Prophylactic ZDV therapy prevents early viremia and lymphocyte decline but not primary infection in feline immunodeficiency virus-inoculated cats.

Prophylactic zidovudine (ZDV) therapy was evaluated in the feline immunodeficiency virus (FIV)-inoculated cat model for HIV-1 infection in humans.
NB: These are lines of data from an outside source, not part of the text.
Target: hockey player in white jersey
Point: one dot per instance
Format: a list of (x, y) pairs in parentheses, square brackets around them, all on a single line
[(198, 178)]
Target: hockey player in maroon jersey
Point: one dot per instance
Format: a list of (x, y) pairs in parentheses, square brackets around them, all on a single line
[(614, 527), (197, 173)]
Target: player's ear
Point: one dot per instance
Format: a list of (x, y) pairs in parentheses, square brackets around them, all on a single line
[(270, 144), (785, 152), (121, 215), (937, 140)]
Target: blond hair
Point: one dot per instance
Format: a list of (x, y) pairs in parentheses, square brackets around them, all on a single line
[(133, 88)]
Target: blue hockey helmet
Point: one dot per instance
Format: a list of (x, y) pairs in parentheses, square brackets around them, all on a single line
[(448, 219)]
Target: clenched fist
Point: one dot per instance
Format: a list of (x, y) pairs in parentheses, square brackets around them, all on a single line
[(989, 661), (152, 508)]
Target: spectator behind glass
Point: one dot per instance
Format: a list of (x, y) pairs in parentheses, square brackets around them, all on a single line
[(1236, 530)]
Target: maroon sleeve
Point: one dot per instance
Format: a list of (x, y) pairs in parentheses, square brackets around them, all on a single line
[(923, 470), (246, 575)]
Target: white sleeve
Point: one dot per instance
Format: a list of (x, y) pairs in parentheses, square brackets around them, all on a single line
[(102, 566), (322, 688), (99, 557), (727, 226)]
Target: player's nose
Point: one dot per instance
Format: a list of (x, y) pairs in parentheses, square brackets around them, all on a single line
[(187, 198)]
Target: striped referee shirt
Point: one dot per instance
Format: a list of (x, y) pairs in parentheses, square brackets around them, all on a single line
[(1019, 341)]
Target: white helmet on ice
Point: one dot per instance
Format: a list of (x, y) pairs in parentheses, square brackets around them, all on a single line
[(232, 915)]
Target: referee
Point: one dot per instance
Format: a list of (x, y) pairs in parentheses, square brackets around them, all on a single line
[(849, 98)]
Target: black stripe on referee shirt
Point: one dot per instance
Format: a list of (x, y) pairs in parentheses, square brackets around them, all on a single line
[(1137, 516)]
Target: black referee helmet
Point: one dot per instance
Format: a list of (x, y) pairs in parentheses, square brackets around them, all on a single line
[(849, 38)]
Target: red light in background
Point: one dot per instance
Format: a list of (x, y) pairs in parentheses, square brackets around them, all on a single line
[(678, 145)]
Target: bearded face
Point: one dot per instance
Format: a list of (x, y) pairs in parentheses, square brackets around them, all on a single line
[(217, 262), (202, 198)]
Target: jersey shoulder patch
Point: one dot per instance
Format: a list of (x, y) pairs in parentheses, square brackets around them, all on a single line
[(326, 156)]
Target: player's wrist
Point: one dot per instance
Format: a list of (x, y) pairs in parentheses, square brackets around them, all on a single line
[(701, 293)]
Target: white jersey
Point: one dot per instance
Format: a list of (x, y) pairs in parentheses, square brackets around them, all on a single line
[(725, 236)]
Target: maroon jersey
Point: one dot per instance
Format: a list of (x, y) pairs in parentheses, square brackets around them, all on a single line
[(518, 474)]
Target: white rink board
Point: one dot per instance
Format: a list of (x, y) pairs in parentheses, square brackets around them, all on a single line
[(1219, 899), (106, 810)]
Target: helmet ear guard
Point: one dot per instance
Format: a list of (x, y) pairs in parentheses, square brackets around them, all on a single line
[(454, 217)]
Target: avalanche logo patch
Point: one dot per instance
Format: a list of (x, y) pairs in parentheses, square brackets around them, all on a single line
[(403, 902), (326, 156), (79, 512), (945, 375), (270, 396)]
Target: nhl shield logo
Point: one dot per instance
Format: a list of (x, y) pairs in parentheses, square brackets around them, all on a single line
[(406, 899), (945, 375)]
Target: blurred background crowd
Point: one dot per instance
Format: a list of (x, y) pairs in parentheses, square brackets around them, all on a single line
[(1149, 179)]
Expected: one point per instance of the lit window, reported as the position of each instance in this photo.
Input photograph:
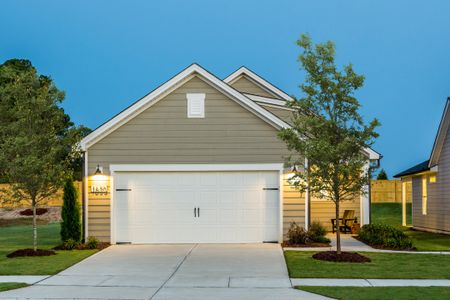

ZDV treatment (30 mg/kg/day via continuous subcutaneous infusion) was initiated 48 h prior to virus inoculation and continued for 28 days. Transient plasma antigenemia evident in six of six untreated cats at week 2 post-inoculation (pi) was absent in the ZDV-treated cats although at 10 and 14 weeks pi (6 and 10 weeks after drug treatment), one of the ZDV-treated cats had low-level antigenemia. Both CD4 and CD8 lymphocyte numbers were consistently higher in the ZDV-treated cats when compared to both the FIV-inoculated untreated cats and the virus-naive, age-matched controls. CD4:CD8 ratios were lower for the ZDV-treated cats than either the FIV-inoculated untreated or virus-naive, control cats. The decreased CD4:CD8 ratios were the result of an increase in CD8 lymphocytes in the ZDV-treated cats while decreased ratios in the FIV-inoculated untreated cats were due to cell loss. Both ZDV-treated and untreated cats showed nearly identical FIV-specific antibody responses beginning 2 weeks pi. Polymerase chain reaction (PCR) results from blood lymphocytes showed that six of six ZDV-treated and six of six untreated cats were positive for FIV-specific gag sequences. Although primary infection was not prevented, these results suggest that prophylactic ZDV therapy deterred early systemic spread of infection mediated by viremia and delayed absolute CD4 and CD8 lymphocyte decline.